This card is number P.5120, an Autochrom card of the Peacock Brand, produced by the Pictorial Stationary Co. Ltd., of London. This example was posted on 15th January 1905 and dates from around that time. The caption is "Ipswich - Cardinal Wolsey's birthplace", which location is actually thought to have been in Silent Street, the road on the right. The tram is standing in St. Peter's Street and is heading towards the Felixstowe Road route having come from the railway station.
The tram shown is car 28, built by Brush in 1904 with Brush AA trucks and Westinghouse controllers and motors (2 x 25HP). The Ipswich tram bodies were an unusually narrow width of 5 foot 9 inches. The trams had seats for 24 inside on longitudinal bench seats and 26 on top on "garden" seats. Ipswich had 36 such trams built in 1903/4. The gauge was 3ft 6in. The livery was green and cream.
The Ipswich tramways began life as a small privately owned horse tramway which opened on 13th October 1880. In 1900 the Corporation took over this tramway, closing it on 6th June 1903 so that the lines could be re-laid and electrified. The new electric tramway opened for service on 23rd November 1903, at the same time extending the system to a total of 10.82 miles on four routes. The depot and power station were in Constantine Road. The routes radiated from the area of Cornhill and served the main railway station, Bramford Road, Whitton, Lattice Barn, Derby Road station, Felixstowe Road and Bourne Bridge.
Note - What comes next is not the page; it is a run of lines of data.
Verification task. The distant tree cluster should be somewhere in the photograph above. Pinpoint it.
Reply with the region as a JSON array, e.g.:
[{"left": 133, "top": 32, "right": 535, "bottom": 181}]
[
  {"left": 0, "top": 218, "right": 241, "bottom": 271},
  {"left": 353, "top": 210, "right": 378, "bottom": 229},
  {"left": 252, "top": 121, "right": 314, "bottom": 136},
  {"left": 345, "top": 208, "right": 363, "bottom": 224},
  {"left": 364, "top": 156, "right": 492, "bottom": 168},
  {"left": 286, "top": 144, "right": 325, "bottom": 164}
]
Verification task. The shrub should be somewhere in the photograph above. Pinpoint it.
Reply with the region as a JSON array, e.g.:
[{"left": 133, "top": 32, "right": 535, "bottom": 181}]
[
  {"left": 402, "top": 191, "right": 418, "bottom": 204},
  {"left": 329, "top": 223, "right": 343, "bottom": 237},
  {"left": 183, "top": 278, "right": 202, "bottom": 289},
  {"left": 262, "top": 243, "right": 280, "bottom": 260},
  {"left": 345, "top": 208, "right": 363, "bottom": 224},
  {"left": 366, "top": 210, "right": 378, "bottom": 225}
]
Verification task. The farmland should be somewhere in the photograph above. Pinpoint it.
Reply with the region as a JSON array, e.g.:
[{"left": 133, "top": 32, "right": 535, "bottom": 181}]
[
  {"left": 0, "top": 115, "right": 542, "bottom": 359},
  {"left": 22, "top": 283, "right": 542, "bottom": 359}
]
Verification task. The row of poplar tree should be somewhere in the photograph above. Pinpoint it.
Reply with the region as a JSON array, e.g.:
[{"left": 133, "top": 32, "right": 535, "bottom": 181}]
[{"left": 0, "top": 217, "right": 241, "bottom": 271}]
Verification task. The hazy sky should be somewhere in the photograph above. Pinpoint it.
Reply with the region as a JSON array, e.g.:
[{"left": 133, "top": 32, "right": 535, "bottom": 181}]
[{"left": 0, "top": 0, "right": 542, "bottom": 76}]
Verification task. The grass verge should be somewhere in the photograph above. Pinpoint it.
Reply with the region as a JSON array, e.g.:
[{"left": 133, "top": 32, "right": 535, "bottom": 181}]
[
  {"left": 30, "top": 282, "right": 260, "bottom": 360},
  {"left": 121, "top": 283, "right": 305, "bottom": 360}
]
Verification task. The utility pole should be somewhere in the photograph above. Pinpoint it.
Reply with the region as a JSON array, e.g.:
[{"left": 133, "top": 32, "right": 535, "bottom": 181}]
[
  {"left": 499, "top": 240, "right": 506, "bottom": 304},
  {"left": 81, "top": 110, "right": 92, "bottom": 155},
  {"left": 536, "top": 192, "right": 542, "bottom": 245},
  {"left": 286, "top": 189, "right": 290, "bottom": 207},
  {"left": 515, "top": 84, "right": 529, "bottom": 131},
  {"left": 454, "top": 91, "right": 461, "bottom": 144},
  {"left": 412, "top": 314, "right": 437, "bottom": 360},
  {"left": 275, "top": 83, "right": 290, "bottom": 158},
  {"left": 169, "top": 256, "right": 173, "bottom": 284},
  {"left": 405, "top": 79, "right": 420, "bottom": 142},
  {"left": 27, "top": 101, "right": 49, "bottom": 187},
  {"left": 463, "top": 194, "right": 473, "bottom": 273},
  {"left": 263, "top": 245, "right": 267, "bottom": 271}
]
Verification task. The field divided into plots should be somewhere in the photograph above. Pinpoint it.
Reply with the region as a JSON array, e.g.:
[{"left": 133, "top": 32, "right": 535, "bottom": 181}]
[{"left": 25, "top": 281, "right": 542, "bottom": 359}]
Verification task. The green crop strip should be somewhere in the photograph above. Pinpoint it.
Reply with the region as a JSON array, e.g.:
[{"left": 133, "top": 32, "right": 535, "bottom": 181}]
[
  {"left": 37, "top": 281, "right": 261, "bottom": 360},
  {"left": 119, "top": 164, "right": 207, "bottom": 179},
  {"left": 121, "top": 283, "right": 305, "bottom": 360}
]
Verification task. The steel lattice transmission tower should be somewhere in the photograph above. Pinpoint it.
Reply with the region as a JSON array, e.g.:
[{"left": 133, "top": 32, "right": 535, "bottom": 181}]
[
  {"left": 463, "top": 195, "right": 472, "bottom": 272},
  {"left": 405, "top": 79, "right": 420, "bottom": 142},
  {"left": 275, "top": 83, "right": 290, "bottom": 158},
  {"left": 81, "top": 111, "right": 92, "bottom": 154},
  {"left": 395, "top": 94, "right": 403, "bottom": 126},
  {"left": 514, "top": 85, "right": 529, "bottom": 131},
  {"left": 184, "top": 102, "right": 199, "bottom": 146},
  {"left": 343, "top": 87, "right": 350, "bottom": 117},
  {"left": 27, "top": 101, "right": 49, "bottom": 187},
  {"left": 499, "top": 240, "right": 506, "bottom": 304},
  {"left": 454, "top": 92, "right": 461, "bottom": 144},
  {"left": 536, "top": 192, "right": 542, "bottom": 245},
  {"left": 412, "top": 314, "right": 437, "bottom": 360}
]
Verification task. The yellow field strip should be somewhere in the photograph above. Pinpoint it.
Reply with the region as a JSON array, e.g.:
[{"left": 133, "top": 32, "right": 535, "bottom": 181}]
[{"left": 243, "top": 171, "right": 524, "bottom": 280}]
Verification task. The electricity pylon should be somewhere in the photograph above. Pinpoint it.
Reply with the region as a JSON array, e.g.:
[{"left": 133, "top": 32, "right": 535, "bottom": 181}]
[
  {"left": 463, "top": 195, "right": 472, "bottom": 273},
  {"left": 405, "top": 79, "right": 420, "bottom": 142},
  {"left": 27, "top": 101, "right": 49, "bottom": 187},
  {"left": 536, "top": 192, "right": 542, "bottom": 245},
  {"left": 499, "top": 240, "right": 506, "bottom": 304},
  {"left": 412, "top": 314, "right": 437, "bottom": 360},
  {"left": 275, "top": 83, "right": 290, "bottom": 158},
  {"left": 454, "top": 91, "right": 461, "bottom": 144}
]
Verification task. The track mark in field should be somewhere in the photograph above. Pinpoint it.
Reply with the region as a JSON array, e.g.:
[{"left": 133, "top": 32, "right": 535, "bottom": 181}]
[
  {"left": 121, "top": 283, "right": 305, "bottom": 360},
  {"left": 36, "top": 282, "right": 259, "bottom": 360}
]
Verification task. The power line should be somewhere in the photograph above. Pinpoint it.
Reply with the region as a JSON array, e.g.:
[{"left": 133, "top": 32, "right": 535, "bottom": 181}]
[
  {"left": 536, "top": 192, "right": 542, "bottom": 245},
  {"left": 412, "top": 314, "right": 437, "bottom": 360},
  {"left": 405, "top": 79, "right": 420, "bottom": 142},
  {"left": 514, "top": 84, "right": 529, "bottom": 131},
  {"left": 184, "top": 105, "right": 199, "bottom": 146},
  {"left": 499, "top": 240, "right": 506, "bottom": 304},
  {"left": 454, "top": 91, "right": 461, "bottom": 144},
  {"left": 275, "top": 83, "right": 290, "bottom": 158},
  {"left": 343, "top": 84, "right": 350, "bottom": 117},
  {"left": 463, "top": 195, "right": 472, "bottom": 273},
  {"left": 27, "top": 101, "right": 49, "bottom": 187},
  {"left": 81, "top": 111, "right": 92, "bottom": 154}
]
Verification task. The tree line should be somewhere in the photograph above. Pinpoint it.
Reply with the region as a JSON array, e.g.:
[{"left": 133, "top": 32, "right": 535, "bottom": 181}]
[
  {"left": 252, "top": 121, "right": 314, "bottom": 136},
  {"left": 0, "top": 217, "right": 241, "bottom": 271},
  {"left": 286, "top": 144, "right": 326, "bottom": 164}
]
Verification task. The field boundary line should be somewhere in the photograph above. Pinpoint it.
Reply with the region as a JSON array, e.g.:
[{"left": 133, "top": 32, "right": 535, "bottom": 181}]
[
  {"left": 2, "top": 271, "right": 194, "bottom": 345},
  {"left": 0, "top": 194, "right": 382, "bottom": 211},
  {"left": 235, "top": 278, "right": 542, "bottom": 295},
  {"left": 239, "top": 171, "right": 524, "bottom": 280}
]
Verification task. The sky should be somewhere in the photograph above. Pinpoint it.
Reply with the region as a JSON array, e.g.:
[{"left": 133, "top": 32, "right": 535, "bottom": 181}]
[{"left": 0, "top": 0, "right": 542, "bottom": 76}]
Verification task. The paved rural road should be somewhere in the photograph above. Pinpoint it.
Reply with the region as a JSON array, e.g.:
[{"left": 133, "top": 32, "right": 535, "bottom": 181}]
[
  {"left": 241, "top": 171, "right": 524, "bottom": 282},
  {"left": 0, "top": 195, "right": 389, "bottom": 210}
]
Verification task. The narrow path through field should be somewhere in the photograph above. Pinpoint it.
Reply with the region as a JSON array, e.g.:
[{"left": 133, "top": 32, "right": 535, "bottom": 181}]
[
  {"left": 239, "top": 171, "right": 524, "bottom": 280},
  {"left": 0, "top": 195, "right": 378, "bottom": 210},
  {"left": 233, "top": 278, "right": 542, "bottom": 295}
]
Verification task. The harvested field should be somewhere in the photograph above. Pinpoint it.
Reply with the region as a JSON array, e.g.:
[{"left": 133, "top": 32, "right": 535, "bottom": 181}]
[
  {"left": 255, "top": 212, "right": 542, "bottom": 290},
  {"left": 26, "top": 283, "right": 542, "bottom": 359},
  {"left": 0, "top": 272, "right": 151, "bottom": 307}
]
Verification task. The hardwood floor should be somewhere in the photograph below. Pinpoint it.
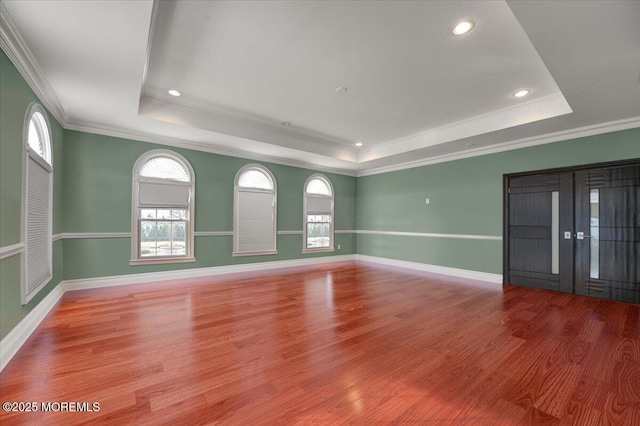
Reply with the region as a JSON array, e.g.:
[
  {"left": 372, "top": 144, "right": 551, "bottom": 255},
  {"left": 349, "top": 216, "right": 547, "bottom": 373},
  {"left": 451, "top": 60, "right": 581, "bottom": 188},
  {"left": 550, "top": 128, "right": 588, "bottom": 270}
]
[{"left": 0, "top": 263, "right": 640, "bottom": 426}]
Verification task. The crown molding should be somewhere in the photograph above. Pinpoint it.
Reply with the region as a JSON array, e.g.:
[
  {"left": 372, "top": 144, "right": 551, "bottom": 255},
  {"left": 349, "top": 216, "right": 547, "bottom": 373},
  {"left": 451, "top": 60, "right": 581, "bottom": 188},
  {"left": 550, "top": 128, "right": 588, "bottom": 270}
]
[
  {"left": 357, "top": 117, "right": 640, "bottom": 177},
  {"left": 65, "top": 122, "right": 357, "bottom": 177},
  {"left": 0, "top": 1, "right": 640, "bottom": 177},
  {"left": 359, "top": 93, "right": 573, "bottom": 162},
  {"left": 0, "top": 2, "right": 69, "bottom": 127}
]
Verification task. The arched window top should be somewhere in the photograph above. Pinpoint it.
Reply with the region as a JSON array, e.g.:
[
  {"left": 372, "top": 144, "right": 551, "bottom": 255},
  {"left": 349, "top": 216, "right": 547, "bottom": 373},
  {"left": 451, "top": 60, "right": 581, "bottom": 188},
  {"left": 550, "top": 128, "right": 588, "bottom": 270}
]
[
  {"left": 236, "top": 164, "right": 275, "bottom": 191},
  {"left": 25, "top": 103, "right": 53, "bottom": 166},
  {"left": 140, "top": 154, "right": 191, "bottom": 182},
  {"left": 305, "top": 175, "right": 333, "bottom": 197}
]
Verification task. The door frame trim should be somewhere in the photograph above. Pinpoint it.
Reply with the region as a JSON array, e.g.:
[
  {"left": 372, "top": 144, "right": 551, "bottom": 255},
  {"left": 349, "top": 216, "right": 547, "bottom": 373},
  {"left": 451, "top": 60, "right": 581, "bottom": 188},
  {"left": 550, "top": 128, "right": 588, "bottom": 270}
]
[{"left": 502, "top": 157, "right": 640, "bottom": 284}]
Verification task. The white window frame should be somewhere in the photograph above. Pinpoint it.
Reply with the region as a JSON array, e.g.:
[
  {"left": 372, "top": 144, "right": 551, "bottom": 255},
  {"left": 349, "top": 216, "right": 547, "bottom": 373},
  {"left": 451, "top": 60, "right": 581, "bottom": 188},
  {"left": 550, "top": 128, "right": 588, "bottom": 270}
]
[
  {"left": 232, "top": 163, "right": 278, "bottom": 256},
  {"left": 20, "top": 103, "right": 53, "bottom": 305},
  {"left": 129, "top": 149, "right": 196, "bottom": 265},
  {"left": 302, "top": 173, "right": 335, "bottom": 253}
]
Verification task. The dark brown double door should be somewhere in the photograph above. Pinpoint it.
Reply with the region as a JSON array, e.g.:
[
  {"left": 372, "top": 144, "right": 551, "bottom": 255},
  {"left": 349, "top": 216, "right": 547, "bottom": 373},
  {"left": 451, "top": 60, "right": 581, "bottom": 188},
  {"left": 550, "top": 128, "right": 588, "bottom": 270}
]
[{"left": 504, "top": 161, "right": 640, "bottom": 303}]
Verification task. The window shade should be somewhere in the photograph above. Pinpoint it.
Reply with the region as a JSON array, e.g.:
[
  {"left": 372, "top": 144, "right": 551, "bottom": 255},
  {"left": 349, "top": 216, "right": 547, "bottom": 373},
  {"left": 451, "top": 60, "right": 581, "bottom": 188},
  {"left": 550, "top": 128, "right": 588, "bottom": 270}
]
[
  {"left": 235, "top": 191, "right": 276, "bottom": 252},
  {"left": 138, "top": 182, "right": 189, "bottom": 208},
  {"left": 307, "top": 195, "right": 333, "bottom": 214},
  {"left": 25, "top": 156, "right": 51, "bottom": 294}
]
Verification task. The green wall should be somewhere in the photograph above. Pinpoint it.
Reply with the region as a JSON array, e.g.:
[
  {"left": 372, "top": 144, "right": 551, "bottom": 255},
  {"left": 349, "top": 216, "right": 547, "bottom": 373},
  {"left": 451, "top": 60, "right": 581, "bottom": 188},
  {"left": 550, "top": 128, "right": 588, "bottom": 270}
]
[
  {"left": 357, "top": 129, "right": 640, "bottom": 274},
  {"left": 63, "top": 131, "right": 356, "bottom": 279},
  {"left": 0, "top": 50, "right": 64, "bottom": 338},
  {"left": 0, "top": 40, "right": 640, "bottom": 346}
]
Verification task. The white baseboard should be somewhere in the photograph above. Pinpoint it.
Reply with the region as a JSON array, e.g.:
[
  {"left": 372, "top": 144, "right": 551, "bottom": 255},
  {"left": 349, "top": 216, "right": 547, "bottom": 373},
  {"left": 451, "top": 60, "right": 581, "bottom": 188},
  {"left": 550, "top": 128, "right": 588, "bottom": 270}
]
[
  {"left": 64, "top": 254, "right": 356, "bottom": 291},
  {"left": 0, "top": 254, "right": 502, "bottom": 371},
  {"left": 0, "top": 282, "right": 65, "bottom": 371},
  {"left": 0, "top": 254, "right": 356, "bottom": 371},
  {"left": 356, "top": 254, "right": 502, "bottom": 284}
]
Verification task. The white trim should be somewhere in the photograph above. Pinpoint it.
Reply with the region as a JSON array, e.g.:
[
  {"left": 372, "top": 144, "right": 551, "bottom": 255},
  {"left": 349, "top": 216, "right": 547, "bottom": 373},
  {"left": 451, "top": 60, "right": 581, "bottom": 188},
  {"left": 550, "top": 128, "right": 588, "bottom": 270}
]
[
  {"left": 0, "top": 2, "right": 69, "bottom": 124},
  {"left": 0, "top": 254, "right": 356, "bottom": 371},
  {"left": 302, "top": 173, "right": 336, "bottom": 253},
  {"left": 355, "top": 229, "right": 502, "bottom": 241},
  {"left": 0, "top": 2, "right": 640, "bottom": 177},
  {"left": 56, "top": 232, "right": 131, "bottom": 240},
  {"left": 278, "top": 231, "right": 304, "bottom": 235},
  {"left": 129, "top": 256, "right": 196, "bottom": 265},
  {"left": 357, "top": 117, "right": 640, "bottom": 177},
  {"left": 356, "top": 254, "right": 502, "bottom": 284},
  {"left": 231, "top": 250, "right": 278, "bottom": 257},
  {"left": 129, "top": 149, "right": 196, "bottom": 265},
  {"left": 232, "top": 163, "right": 278, "bottom": 256},
  {"left": 0, "top": 282, "right": 65, "bottom": 371},
  {"left": 22, "top": 102, "right": 54, "bottom": 305},
  {"left": 194, "top": 231, "right": 233, "bottom": 237},
  {"left": 0, "top": 243, "right": 24, "bottom": 260},
  {"left": 358, "top": 93, "right": 573, "bottom": 162},
  {"left": 32, "top": 229, "right": 356, "bottom": 240},
  {"left": 65, "top": 123, "right": 357, "bottom": 177},
  {"left": 65, "top": 254, "right": 356, "bottom": 291}
]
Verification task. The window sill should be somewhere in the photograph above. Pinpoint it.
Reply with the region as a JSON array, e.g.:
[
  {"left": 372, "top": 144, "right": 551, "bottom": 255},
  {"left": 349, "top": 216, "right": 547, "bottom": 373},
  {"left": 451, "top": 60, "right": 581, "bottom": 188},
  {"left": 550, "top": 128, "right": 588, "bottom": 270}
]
[
  {"left": 231, "top": 250, "right": 278, "bottom": 257},
  {"left": 129, "top": 257, "right": 196, "bottom": 266},
  {"left": 302, "top": 247, "right": 336, "bottom": 253}
]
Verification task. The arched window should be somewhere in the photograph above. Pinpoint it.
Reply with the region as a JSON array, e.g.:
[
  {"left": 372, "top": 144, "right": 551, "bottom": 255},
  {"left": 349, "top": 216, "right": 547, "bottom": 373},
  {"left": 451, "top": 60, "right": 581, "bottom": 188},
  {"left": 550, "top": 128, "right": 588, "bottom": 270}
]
[
  {"left": 131, "top": 149, "right": 195, "bottom": 264},
  {"left": 233, "top": 164, "right": 277, "bottom": 256},
  {"left": 21, "top": 103, "right": 53, "bottom": 304},
  {"left": 303, "top": 174, "right": 333, "bottom": 252}
]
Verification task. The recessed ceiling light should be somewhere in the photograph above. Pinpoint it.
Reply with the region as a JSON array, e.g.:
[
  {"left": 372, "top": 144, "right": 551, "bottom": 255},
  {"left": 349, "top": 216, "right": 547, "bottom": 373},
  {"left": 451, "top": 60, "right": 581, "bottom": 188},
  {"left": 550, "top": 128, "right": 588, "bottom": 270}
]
[{"left": 453, "top": 19, "right": 475, "bottom": 35}]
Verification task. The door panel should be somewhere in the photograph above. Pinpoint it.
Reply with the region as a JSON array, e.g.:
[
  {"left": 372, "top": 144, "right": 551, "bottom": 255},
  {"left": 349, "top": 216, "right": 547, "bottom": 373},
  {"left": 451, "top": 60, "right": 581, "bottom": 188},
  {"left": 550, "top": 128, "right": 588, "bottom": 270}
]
[
  {"left": 505, "top": 162, "right": 640, "bottom": 303},
  {"left": 507, "top": 174, "right": 573, "bottom": 292},
  {"left": 575, "top": 165, "right": 640, "bottom": 303}
]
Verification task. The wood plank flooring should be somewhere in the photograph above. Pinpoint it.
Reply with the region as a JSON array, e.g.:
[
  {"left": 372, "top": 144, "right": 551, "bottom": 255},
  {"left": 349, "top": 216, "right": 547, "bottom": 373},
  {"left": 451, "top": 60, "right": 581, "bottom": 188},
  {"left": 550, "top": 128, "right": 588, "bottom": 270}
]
[{"left": 0, "top": 262, "right": 640, "bottom": 426}]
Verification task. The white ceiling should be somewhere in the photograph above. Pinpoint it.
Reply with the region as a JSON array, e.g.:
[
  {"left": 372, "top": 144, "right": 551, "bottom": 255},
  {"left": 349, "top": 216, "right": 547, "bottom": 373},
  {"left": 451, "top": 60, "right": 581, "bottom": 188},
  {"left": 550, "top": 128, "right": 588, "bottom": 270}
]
[{"left": 0, "top": 0, "right": 640, "bottom": 175}]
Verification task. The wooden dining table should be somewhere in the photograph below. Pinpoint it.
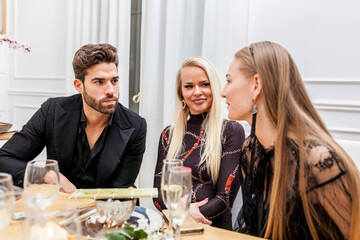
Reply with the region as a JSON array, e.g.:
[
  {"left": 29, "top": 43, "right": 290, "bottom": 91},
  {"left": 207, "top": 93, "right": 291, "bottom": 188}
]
[{"left": 4, "top": 193, "right": 262, "bottom": 240}]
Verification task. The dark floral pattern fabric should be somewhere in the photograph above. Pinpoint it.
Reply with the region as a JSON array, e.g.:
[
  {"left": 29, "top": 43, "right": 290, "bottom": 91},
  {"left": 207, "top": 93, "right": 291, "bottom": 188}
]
[
  {"left": 154, "top": 114, "right": 245, "bottom": 228},
  {"left": 234, "top": 136, "right": 351, "bottom": 239}
]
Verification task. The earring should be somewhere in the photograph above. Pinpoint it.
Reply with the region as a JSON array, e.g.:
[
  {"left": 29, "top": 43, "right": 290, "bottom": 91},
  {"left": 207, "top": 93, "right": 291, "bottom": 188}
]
[
  {"left": 182, "top": 99, "right": 186, "bottom": 109},
  {"left": 250, "top": 99, "right": 258, "bottom": 137}
]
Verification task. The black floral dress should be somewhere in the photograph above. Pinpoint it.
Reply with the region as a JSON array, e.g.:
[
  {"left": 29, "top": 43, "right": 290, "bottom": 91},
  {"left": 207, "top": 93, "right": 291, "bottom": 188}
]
[
  {"left": 154, "top": 114, "right": 245, "bottom": 230},
  {"left": 234, "top": 136, "right": 351, "bottom": 239}
]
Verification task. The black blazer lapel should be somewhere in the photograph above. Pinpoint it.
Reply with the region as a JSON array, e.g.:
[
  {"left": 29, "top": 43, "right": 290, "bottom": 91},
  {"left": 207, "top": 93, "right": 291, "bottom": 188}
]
[
  {"left": 96, "top": 126, "right": 135, "bottom": 187},
  {"left": 54, "top": 95, "right": 82, "bottom": 174},
  {"left": 96, "top": 104, "right": 135, "bottom": 187}
]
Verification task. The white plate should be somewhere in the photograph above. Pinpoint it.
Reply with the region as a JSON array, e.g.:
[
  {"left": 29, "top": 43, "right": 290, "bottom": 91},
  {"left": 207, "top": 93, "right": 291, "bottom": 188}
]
[{"left": 81, "top": 206, "right": 164, "bottom": 240}]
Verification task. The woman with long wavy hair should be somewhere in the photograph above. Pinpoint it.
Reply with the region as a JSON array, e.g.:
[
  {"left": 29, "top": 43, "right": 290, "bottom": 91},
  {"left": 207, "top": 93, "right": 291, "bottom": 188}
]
[
  {"left": 222, "top": 42, "right": 360, "bottom": 240},
  {"left": 154, "top": 57, "right": 245, "bottom": 229}
]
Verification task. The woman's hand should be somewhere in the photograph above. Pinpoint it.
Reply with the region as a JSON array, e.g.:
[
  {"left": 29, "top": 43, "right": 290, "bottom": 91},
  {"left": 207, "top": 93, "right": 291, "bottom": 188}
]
[
  {"left": 44, "top": 170, "right": 76, "bottom": 193},
  {"left": 189, "top": 198, "right": 212, "bottom": 225}
]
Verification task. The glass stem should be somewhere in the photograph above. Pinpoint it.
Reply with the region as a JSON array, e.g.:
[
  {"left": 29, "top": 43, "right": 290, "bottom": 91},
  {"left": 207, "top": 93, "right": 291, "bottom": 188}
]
[
  {"left": 168, "top": 217, "right": 174, "bottom": 236},
  {"left": 175, "top": 224, "right": 181, "bottom": 240}
]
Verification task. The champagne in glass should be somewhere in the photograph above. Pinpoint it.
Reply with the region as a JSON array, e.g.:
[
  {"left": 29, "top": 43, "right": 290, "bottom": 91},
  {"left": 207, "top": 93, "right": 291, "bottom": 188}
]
[
  {"left": 23, "top": 159, "right": 60, "bottom": 210},
  {"left": 161, "top": 159, "right": 183, "bottom": 237},
  {"left": 167, "top": 167, "right": 192, "bottom": 239},
  {"left": 0, "top": 173, "right": 15, "bottom": 229}
]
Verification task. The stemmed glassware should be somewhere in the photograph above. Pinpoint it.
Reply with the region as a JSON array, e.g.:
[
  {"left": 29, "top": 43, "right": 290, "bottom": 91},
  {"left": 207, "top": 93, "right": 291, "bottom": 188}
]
[
  {"left": 161, "top": 159, "right": 183, "bottom": 238},
  {"left": 23, "top": 159, "right": 60, "bottom": 210},
  {"left": 166, "top": 167, "right": 192, "bottom": 239},
  {"left": 0, "top": 173, "right": 15, "bottom": 230}
]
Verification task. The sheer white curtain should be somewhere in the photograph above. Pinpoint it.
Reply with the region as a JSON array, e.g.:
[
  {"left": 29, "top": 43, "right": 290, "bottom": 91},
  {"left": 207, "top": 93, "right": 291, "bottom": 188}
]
[
  {"left": 66, "top": 0, "right": 131, "bottom": 106},
  {"left": 139, "top": 0, "right": 248, "bottom": 208}
]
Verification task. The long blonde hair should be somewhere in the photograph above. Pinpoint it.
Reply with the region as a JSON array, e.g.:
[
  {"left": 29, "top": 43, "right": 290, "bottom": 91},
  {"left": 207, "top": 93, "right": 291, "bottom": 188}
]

After trials with three single-deck "Railless" vehicles with "Short" bodies, the system was replaced by trolleybuses in stages and enlarged. The final tram ran on 26th July 1926. Seven trams were then sold to Scarborough and one to the Felixstowe Pier railway. The body of car 33 survived, has been restored and is in the Ipswich Transport Museum. Parts of the body of car 35 are also stored. Motor buses did not appear until 1950 and the last trolleybus ran on 23rd August 1963.